Selasa, 12 Oktober 2021 – 10:20 WIB

Wanda Hamidah. (Foto: Instagram/wandahamidah)

Wanda Hamidah. (Foto: Instagram/wandahamidah)

JAKARTA, REQnews - Politisi Partai NasDem Wanda Hamidah mencurahkan keluh kesahnya melalui akun Instagram lantaran merasa ditipu pihak asuransi.  Unggahan berlatar hitam polos pada Minggu, 10 Oktober 2021 itu kebanjiran lebih dari 7.000 komentar memantik keprihatinan sejumlah selebritas dan mendapat serangan balik para agen asuransi.

Wanda Hamidah meladeni serangan balik karena merasa telah membayar premi asuransi kesehatan namun tak mendapat manfaat.

“Diserang agen karena priuk nasinya terancam. Nah kalian pikirin enggak, priuk nasi kami, client. (Uang) yang kami sisihkan buat bayar asuransi bertahun-tahun, dengan harapan kami mendapatkan perlindungan yang sesuai dengan yang kami keluarkan?” tulis Wanda Hamidah di Instagram Stories, pada Senin, 11 Oktober 2021.

Wanda Hamidah mengatakan, diterpa gelombang protes dari sejumlah pihak yang merasa dipojokkan gegara komplain di media sosial (medsos). Mereka minta Wanda Hamidah tak menyalahkan perusahaan asuransi.
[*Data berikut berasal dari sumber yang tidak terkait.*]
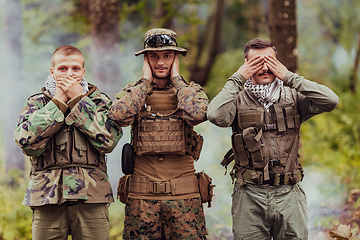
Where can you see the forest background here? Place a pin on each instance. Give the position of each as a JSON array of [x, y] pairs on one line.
[[319, 39]]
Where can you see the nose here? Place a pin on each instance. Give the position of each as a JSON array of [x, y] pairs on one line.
[[265, 67], [160, 61]]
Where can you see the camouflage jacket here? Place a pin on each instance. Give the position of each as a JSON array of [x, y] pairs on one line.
[[41, 120], [191, 100]]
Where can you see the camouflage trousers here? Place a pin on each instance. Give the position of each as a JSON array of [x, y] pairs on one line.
[[81, 221], [164, 219]]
Unggahan Insta Stories Wanda Hamidah

“Jangan salahin perusahannya Bu, agennya yang nakal,” ia mengutip salah satu protes yang dilontar kepadanya. Lagi-lagi Wanda Hamidah punya jawaban sendiri untuk yang satu ini.

Wanda mempertanyakan siapa pihak yang merekrut agen dan menyusun pasal-pasal perjanjian untuk disodorkan kepada nasabah.
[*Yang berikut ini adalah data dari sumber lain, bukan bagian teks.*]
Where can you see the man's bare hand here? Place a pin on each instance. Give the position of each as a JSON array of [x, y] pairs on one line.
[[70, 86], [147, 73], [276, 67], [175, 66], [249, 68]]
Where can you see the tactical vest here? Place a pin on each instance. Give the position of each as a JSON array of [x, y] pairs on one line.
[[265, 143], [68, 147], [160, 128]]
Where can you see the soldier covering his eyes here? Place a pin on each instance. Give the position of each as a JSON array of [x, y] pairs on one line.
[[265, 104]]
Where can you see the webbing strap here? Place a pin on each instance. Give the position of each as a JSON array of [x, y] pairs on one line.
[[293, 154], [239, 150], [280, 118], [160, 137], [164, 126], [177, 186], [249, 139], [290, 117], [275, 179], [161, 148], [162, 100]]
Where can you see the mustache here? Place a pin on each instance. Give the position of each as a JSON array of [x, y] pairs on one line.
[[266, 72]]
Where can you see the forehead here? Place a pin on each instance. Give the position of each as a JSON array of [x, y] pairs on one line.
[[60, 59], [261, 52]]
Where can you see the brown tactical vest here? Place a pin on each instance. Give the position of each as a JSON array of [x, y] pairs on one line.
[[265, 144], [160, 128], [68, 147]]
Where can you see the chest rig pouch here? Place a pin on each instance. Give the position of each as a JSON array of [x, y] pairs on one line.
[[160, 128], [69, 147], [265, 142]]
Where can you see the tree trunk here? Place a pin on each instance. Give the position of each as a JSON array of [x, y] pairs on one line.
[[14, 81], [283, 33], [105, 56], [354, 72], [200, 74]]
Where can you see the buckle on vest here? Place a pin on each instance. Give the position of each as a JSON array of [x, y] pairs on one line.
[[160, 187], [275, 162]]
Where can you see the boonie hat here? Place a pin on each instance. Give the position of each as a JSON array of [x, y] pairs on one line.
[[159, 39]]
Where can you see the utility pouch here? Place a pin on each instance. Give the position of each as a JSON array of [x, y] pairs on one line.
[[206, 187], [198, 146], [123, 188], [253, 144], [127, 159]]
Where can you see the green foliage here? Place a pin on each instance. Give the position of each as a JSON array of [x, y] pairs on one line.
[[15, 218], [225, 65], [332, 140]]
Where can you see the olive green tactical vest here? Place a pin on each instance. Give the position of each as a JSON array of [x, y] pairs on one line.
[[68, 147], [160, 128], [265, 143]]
“Lah yang rekrut agen siapa? Kontrak/ perjanjian kan perusahaan yang bikin. Ya masa, agen? Jago banget agen bikin kontrak ngejelimet gitu,” ujar mantan politisi PAN itu.

Untuk informasi, polemik Wanda Hamidah dengan pihak asuransi bermula ketika salah satu anaknya, Malakai Ali Schuldt Hadi, mengalami cedera saat berolahraga dan terancam tak bisa kembali ke lapangan.

Dokter merekomendasikan operasi lutut untuk mempercepat pemulihan dengan biaya sekitar 60 juta rupiah. Namun, asuransi hanya mau mengkover 10 juta rupiah.